A good dealer will know their products – that’s why they stock them – so they may be able to suggest something you hadn’t considered that will work even better with your electronics.

Don’t take their word as gospel, of course, it’s you, not them, who’s going to be listening to these speakers for the next umpteen years, but this is one of the times you needn’t go into a shop assuming its keeper is trying to flog you a dead horse.

MORE: How to build the perfect speaker

Get to know your dealer

It’s a two-way relationship, though. If you’re serious about your system, you’re probably going to be a regular customer.

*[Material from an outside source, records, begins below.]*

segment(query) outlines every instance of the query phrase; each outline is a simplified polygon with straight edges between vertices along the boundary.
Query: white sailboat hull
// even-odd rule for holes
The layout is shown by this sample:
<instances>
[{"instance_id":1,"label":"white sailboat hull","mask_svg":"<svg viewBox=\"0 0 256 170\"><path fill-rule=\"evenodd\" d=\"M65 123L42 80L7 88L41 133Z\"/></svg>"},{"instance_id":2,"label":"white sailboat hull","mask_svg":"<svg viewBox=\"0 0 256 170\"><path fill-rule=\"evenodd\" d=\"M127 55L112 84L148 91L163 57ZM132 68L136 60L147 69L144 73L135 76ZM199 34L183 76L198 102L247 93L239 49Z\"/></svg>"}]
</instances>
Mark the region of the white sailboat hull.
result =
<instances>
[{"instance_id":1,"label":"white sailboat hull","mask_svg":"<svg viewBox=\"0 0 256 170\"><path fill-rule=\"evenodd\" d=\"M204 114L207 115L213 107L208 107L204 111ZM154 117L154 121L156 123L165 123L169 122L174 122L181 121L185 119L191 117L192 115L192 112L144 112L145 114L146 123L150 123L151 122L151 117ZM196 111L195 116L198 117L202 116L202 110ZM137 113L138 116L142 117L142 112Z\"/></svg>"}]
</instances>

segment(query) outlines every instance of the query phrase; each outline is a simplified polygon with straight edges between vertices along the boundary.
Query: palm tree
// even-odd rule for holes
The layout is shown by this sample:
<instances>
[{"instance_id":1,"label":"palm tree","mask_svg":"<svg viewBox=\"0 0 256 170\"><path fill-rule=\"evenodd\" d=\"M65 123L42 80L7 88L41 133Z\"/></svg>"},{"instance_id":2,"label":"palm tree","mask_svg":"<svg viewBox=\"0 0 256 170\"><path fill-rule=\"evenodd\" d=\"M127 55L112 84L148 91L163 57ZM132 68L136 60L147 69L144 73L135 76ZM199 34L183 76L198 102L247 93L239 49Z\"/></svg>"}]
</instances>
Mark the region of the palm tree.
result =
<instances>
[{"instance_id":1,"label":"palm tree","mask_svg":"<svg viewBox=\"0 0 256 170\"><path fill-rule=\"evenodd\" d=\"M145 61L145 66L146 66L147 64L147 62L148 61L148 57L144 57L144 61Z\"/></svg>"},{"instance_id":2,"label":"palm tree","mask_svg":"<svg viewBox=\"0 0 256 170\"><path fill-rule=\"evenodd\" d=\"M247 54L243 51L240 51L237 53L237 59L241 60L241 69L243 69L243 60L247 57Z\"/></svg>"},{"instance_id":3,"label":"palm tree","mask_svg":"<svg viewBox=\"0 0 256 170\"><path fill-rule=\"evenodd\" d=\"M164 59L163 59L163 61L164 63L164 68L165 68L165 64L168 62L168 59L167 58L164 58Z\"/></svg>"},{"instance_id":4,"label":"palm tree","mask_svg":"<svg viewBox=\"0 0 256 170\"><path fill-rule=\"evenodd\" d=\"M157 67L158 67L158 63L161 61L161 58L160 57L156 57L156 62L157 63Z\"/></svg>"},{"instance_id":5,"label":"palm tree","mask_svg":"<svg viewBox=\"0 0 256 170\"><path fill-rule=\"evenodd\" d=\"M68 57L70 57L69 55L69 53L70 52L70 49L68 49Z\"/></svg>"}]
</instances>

That’s why they want to look after you – though of course you’re also a lovely, interesting human being to whom it’s been a pleasure speaking – and you ought to offer them the same courtesy. 

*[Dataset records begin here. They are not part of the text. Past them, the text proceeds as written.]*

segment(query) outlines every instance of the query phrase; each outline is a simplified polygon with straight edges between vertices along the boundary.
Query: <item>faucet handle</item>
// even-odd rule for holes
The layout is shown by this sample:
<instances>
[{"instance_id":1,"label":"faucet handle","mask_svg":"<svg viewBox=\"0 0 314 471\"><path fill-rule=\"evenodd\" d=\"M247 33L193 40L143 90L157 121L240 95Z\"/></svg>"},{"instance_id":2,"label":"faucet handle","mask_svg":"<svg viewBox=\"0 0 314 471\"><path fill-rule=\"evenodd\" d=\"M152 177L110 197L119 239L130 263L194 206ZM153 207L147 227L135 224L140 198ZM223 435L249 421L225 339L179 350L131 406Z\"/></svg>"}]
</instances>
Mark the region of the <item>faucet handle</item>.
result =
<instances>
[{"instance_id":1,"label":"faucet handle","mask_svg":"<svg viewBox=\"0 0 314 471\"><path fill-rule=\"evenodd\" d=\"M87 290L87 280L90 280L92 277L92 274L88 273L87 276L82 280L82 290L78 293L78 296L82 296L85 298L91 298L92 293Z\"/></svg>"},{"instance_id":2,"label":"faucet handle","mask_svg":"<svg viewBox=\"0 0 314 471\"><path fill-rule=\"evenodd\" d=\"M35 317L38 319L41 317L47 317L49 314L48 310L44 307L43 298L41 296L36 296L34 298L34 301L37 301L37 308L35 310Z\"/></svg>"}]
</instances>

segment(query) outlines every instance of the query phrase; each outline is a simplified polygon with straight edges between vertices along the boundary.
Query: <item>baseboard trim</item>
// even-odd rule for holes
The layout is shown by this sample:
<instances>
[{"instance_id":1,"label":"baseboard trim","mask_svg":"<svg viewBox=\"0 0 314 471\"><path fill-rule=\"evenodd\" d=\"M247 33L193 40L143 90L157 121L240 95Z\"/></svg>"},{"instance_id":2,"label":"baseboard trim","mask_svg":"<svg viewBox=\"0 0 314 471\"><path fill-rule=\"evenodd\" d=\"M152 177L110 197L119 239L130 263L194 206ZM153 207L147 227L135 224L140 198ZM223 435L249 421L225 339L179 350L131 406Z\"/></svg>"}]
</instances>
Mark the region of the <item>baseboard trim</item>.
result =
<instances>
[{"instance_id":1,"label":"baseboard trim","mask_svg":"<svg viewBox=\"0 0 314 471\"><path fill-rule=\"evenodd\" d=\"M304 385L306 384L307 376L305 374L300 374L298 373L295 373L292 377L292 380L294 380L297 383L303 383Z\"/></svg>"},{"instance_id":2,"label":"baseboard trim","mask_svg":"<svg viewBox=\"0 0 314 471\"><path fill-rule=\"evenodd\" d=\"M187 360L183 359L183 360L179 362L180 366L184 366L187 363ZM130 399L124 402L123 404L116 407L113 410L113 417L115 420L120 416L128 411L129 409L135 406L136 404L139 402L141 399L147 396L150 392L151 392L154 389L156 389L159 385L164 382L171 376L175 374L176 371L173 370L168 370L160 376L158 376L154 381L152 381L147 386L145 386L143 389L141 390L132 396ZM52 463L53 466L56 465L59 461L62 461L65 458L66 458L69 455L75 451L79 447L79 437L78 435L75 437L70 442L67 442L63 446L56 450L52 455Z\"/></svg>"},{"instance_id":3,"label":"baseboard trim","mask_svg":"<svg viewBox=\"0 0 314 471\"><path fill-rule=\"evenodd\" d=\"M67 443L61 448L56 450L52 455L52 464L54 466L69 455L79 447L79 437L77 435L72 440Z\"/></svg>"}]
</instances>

That means not going into a dealership and picking out the speakers you want, then going home and scouring eBay to see if you can get them cheaper. 

Don’t think this is us sticking up for our mates, but you don’t want to sour a relationship with someone willing to help you as much as you need it, when in all likelihood it isn’t going be meaningfully cheaper online anyway.

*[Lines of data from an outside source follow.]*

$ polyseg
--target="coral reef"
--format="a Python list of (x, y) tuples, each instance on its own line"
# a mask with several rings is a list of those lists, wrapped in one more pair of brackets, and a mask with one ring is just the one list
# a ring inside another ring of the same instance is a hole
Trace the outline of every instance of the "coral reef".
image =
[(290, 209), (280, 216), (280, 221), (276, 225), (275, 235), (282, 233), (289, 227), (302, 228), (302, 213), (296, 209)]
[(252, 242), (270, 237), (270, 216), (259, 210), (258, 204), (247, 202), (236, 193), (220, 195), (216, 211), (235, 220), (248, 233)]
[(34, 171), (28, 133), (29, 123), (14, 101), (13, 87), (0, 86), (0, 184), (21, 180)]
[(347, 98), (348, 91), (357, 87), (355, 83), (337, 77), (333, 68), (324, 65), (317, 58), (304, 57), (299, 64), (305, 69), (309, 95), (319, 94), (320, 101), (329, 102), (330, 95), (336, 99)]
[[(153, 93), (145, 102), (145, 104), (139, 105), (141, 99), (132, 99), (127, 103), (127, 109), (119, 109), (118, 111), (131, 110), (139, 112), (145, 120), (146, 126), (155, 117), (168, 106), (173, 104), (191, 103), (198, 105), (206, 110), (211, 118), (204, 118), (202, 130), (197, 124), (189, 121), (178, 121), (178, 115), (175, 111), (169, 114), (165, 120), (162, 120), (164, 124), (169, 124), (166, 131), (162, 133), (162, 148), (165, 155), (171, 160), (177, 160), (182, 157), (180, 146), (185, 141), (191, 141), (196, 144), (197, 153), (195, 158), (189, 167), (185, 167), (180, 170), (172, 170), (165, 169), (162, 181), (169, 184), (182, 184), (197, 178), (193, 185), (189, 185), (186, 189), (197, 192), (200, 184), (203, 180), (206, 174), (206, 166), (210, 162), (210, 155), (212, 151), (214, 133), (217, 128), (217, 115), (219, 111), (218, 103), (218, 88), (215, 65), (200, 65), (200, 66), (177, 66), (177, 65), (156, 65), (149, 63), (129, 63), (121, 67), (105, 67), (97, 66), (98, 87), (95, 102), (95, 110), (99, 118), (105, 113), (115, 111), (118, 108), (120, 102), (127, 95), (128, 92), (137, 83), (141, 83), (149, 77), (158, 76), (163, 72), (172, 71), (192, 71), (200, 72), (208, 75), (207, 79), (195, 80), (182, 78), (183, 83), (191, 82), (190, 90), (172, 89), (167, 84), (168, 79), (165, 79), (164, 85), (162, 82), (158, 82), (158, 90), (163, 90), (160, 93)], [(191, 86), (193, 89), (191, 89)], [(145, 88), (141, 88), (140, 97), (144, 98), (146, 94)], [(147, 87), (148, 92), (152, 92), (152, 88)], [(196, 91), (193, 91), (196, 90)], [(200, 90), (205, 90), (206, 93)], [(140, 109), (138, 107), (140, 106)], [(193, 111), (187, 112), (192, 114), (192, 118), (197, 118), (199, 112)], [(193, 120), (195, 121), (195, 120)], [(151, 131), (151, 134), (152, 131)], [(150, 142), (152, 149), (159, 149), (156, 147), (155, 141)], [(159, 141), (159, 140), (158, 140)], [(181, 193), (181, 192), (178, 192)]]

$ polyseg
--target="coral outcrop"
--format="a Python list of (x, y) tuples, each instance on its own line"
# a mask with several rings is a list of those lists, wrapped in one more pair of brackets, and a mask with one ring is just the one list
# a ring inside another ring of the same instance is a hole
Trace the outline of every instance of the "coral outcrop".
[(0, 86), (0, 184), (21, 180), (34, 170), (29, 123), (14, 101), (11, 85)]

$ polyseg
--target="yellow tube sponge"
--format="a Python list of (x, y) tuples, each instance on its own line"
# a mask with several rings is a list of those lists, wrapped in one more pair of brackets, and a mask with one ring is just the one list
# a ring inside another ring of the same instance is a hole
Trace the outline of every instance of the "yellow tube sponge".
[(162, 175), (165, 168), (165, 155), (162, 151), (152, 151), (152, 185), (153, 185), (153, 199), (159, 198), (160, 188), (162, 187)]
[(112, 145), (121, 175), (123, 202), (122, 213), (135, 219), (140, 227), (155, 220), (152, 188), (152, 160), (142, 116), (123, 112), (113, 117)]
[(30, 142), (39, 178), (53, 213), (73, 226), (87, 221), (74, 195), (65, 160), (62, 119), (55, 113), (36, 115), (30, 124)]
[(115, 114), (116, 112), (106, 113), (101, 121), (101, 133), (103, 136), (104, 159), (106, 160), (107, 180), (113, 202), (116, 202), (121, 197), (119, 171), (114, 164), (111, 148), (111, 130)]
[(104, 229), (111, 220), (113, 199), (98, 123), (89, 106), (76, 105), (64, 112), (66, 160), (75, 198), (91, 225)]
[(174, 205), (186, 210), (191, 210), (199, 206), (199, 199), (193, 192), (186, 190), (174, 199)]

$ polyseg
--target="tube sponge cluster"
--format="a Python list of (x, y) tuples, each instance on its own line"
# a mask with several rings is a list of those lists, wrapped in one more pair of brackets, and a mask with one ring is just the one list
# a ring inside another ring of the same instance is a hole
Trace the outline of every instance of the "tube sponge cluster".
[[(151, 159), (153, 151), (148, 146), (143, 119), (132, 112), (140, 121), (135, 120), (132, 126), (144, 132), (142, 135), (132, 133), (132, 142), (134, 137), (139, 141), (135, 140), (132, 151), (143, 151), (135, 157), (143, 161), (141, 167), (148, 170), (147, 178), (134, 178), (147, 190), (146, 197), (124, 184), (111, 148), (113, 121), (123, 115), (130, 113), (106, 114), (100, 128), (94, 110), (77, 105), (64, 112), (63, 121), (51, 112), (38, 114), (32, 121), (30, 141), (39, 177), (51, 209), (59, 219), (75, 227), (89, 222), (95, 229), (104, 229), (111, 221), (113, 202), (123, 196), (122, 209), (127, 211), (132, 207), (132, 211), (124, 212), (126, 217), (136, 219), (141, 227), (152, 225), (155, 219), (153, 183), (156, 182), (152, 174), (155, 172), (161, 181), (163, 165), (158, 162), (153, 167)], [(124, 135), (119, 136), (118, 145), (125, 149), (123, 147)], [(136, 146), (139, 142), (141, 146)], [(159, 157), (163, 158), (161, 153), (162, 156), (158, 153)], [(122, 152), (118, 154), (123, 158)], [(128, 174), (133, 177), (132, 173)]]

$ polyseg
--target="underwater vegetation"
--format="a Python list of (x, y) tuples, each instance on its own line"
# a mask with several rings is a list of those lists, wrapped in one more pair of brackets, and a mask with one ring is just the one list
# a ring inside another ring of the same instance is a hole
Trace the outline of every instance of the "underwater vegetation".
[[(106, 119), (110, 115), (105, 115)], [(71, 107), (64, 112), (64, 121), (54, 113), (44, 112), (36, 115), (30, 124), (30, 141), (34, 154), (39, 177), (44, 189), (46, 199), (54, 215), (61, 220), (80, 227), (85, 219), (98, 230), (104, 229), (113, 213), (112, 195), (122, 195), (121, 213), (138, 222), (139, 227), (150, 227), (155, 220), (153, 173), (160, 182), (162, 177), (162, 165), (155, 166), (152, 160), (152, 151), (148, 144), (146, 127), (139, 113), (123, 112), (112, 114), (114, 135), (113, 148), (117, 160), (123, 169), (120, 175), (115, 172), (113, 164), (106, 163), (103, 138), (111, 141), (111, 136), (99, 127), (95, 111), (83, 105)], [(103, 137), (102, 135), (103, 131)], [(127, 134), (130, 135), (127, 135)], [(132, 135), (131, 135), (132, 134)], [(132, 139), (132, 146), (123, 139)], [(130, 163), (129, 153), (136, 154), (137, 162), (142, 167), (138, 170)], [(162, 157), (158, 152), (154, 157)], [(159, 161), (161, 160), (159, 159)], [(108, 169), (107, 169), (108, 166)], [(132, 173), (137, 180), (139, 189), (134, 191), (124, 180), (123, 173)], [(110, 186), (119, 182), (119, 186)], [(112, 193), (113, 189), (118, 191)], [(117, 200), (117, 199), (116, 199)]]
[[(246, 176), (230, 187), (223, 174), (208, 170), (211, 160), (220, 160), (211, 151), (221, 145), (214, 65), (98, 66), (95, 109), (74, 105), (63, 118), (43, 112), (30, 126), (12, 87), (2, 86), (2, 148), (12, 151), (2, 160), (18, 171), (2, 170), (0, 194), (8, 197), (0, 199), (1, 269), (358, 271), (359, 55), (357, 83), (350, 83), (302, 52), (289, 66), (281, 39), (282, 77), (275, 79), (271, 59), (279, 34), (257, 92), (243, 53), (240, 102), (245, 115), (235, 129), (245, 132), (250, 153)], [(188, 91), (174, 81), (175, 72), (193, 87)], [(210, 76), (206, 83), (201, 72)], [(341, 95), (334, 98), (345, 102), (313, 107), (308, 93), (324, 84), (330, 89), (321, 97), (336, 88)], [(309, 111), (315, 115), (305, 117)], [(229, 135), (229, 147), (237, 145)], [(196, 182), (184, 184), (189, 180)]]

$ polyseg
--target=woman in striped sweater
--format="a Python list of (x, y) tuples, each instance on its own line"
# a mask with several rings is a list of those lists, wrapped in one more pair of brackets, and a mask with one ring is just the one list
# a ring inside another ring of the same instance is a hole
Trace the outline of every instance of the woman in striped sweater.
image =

However, don’t feel pressured into thinking you have to make a decision right away, or that buying online is somehow wrong.

Buying online

Q Acoustics' 3020s are a year old and no worse for wear, offering an exceptional combination of refinement, insight and dynamics

But if you don’t have the one-to-one help of a dealer there are a couple more things to be sure of.

Shopping predominantly online means you’re less likely to hear as many different options as you would in a shop, so take care to read what reviews says about pairing and don't just jump straight to star ratings.

The obvious benefit to shopping online, though sometimes it can be a curse, is that it’s the world’s biggest shop – a wealth more options than you’re going to have on any High Street.

To that end, don’t discount last year’s models. There are some great deals available on products manufacturers may have replaced or rejigged, and some are still among the best speakers available.

Again, refer to our reviews and you’ll be able to tell if an older product has fallen behind. If they’re still being sold, there’s a decent chance they haven’t.

MORE: Best hi-fi deals

MORE: Best speaker deals

Check the Ts & Cs

Next is just general housekeeping you’d likely do with any online purchase, such as buying from a trusted source – the retailers featured next to our reviews are a good start – and checking the returns policy, and these rules can’t be stressed enough.

As with anything, if you find a deal that seems too good to be true, it almost definitely is and there’s unlikely to be any way of getting your money back.

If you don’t have a dealership anywhere near you, make time to visit your nearest hi-fi show, where you can try out a whole range of the latest products, or simply borrow your mate’s speakers you’ve always liked to see how they sound on your system.